I’m still very much confused. All the effigies, idols and artefacts in the gallery look deeply sacred, so I ask Mr Ashyll if the installation is meant to be religious.

Smiling, he clears the air.

“That’s a very common misconception amongst visitors actually. People tend to assume that because the installation is deeply steeped in Malay history, all of this is related to Islam when in actual fact, it’s not. Culture and religion might be very closely related but they’re still two separate things.

To me, all of these idols are empty vessels which spirits can occupy and inhabit. So I view them as guardians and protectors of certain historical beliefs.”

Mr Ashyll tells me that he also receives many queries about the video presentation in the far corner of the room, which happens to be the most “popular” area in the gallery.

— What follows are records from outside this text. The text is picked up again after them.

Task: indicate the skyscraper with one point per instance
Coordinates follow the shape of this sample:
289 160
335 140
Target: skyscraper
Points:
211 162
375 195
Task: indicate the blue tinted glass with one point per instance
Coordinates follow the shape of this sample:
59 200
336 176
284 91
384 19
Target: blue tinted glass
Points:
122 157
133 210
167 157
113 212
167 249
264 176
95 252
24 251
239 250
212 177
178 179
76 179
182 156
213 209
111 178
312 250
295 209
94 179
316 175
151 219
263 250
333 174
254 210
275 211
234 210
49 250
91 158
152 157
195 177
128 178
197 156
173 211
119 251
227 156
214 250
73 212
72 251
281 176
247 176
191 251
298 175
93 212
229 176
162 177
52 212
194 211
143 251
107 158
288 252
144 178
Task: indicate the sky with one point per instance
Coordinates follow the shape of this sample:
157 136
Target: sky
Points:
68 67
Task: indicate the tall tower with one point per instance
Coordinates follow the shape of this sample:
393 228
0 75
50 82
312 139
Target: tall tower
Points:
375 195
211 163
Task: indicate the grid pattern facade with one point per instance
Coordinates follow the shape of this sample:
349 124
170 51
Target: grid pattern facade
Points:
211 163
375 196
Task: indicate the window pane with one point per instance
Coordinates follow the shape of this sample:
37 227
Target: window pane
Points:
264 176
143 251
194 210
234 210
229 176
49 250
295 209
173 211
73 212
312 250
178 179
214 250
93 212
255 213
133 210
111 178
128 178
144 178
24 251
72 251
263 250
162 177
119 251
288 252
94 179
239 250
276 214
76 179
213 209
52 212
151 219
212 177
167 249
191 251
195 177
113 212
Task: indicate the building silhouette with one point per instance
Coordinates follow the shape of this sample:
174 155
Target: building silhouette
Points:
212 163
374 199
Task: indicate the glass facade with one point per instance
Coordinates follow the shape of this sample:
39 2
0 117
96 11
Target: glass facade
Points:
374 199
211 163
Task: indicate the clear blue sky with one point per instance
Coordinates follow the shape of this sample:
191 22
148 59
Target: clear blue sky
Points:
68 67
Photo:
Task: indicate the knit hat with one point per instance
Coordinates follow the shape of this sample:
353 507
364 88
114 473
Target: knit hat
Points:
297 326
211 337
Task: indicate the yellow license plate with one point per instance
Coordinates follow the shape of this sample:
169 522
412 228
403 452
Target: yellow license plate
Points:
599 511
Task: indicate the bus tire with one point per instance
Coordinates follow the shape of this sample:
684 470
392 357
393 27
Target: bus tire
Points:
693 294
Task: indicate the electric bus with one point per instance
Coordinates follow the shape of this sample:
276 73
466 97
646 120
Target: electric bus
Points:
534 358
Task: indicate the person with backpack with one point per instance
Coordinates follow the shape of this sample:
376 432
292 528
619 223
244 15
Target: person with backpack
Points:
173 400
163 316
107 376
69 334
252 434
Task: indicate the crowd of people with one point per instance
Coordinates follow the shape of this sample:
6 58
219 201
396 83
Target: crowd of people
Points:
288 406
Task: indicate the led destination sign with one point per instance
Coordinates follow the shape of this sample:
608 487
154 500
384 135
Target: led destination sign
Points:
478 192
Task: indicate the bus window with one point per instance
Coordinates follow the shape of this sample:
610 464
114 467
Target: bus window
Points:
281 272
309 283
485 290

Indeed, I too was just about to ask what the scene in which people stood motionless in the sea meant.

(Image: Singapore Art Museum)
“That part of the gallery really captures the attention of visitors because it’s not every day you get to watch a video of ceremonies or rituals being performed,” he explains.

“To me I view it as a sort of a purification process. This gallery is meant to be a space where visitors can traverse the three different realms being earth, the underworld, and heaven. So my interpretation is that I guess one gets to be cleansed before you depart to heaven.

Of course, some visitors see it differently and at the end of the day everyone is going to have their own views. It’s totally fine,” he adds, echoing every other person I’ve talked to this afternoon.

The last person I meet is forty-five-year-old Mr Sivakumar, the assistant manager of the Singapore Art Museum.

Walking me through the installation “Soil Works” by artist Debbie Ding, he tells me that the artist aimed for visitors to explore the significance of soil in a variety of ways. The soil has been excavated from public spaces in Singapore such as under car parks, expressways, and overhead bridges, highlighting just how ubiquitous the material is in daily life.

“The first time I stepped into this gallery I was like, “wow”. There were a lot of things that I probably knew about but when something is presented in a different way, or in a museum, you examine it and have a better understanding of the subject. And I think it’s the same for others as well.  

Even though soil is everywhere, people don’t really think or talk about it until you step into this room.”

He’s right. With the fiery-orange lighting in the room mimicking the hues of clay, and a huge vinyl print of a HDB block peeking out behind mountains of soil, one can’t help but feel as if you’re hundreds of meters beneath the earth’s surface, a tiny grain and yet crucial to the life above it.

(Image: Singapore Art Museum)
In a way, that’s kind of a perfect metaphor for art.

What many people fail to realise is that art can be found anywhere, and it’s around us all the time. It’s in the scars that follow us in life. Or in the soil beneath our feet. Even the seemingly inconspicuous materials we happen to come across can be considered art.

Many of us (myself included) are quick to dismiss contemporary art as too difficult to understand or appreciate. But from what I’ve learnt today, the open-endedness of the artwork is the point.

Contemporary art is meant to open the mind and channel your thoughts down different avenues. Granted, it’s a lot easier said than done, but discussing the artwork with the gallery sitters or even a stranger in the museum really goes a long way in helping to make sense of something.

It’s about seeing things in a new light and from different perspectives. Then, and only then, will the artwork truly come alive and can be appreciated for what it is – a personal, yet not individual expression of imagination.

Singapore Art Museum invites the public to vote for their favourite artwork until the 25th of November 2018, at the lobby of SAM at 8Q. The artist whose artwork receives the most votes is conferred the People’s Choice Award, as well as a cash prize of $5,000.

Results of the President’s Young Talents 2018 will be announced on the 29th of November.